Alvin shrugged him off. "That storm and that river wanted us."
"Papa," said David, "you're tired and grieving. Best be still till we get to the road house and see how Mama is."
"My baby is a boy," said Papa. "You'll see. He would have been the seventh son of a seventh son."
That got their attention, right enough, that blacksmith and the other men as well. Everybody knew a seventh son had certain gifts, but the seventh son of a seventh son was about as powerful a birth as you could have.
"That makes a difference," said the blacksmith. "He'd have been a born dowser, sure, and water hates that." The others nodded sagely.
"The water had its way," said Alvin. "Had its way, and all done. It would've killed Faith and the baby, if it could. But since it couldn't, why, it killed my boy Vigor. And now when the baby comes, he'll be the sixth son, cause I'll only have five living."
"Some says it makes no difference if the first six be alive or not," said a farmer.
Alvin said nothing, but he knew it made all the difference.
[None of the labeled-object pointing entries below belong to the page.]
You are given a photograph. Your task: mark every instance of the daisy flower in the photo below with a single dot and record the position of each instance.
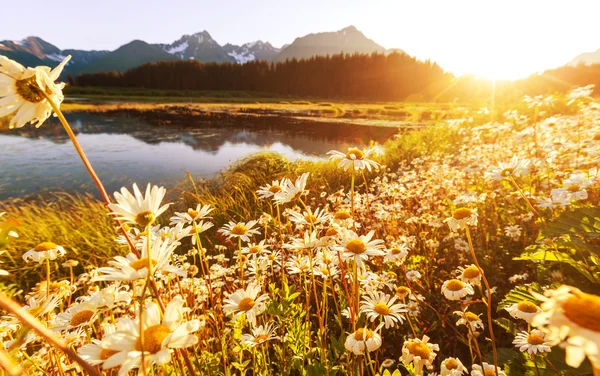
(471, 275)
(488, 370)
(420, 353)
(452, 367)
(246, 302)
(524, 310)
(159, 337)
(270, 190)
(292, 191)
(260, 335)
(241, 230)
(192, 215)
(363, 339)
(569, 317)
(454, 289)
(516, 167)
(138, 208)
(355, 158)
(43, 251)
(25, 92)
(461, 218)
(131, 267)
(379, 304)
(533, 342)
(469, 318)
(359, 248)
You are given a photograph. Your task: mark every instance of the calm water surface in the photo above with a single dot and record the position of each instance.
(124, 150)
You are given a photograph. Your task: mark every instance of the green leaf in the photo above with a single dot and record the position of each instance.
(519, 294)
(554, 256)
(582, 221)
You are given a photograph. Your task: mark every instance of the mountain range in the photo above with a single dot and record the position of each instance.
(201, 47)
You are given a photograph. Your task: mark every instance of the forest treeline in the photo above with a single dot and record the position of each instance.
(387, 77)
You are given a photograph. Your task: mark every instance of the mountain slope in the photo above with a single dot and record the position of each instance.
(348, 40)
(586, 58)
He had thought this baby would be a miracle child, but the river had taken care of that. If water don't stop you one way, it stops you another. He shouldn't have hoped for a miracle child. The cost was too high. All his eyes could see, all the way home, was Vigor dangling in the grasp of the roots, tumbling through the current like a leaf caught up in a dust devil, with the blood seeping from his mouth to slake the Hatrack's murderous thirst.